The Papers of Tony Veitch
- First edition
- Author: William McIlvanney
- Series: Laidlaw #2
- Publisher: Hodder and Stoughton
- Publication date: 1983
- ISBN: 0340229071
- Preceded by: Laidlaw
- Followed by: Strange Loyalties

= The Papers of Tony Veitch =

Crime novel by William McIlvanney

The Papers of Tony Veitch is a crime novel by William McIlvanney. This book is the second in the series featuring the character Laidlaw. This series of books is recognised as the foundation of the Tartan Noir genre.

==Plot==
Jack Laidlaw visits the deathbed of an alcoholic vagrant, Eck Adamson, who provides a cryptic last message which helps solve the murder of a gangland thug and the disappearance of a student. In the process, Laidlaw uncovers widespread corruption.
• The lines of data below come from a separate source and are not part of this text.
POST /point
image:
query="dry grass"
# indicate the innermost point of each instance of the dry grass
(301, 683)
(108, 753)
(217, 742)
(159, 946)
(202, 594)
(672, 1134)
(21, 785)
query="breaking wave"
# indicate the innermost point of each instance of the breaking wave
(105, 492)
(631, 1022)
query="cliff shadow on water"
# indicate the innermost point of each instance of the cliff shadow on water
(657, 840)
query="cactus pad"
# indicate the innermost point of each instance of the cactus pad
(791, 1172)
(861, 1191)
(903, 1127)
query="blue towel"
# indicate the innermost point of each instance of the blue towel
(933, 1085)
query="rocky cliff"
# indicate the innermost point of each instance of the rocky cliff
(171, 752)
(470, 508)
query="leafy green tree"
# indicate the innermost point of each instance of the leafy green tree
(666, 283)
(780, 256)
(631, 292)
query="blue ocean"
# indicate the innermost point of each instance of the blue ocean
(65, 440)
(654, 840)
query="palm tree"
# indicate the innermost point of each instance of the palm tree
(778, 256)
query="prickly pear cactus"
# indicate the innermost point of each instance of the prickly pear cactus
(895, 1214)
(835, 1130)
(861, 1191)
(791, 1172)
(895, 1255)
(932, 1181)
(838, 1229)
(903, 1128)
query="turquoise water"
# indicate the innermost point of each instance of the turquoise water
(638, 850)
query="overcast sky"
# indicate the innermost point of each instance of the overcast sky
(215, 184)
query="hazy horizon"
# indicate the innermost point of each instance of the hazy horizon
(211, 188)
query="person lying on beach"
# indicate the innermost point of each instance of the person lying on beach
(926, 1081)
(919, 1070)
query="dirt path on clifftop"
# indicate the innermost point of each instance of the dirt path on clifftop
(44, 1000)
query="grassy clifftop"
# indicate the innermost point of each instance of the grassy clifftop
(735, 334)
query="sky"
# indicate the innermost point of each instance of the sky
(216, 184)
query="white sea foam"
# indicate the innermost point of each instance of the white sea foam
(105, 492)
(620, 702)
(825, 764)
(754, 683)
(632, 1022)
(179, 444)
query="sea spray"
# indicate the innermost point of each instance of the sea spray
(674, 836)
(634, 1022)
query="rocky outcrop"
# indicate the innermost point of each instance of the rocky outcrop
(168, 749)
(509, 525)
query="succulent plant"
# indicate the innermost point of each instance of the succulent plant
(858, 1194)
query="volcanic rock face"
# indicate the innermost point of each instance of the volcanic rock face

Eck Adamson appears in the last Laidlaw novel about Laidlaw’s early career: The Dark Remains. He is an informer for Jack Laidlaw, who says "I know the streets, but Eck here has a doctorate and any number of diplomas." He is described as "anything between thirty and sixty and probably had no more than a decade left in him without a radical change of lifestyle," as he knocks back two large rums with a pint of Guinness in between.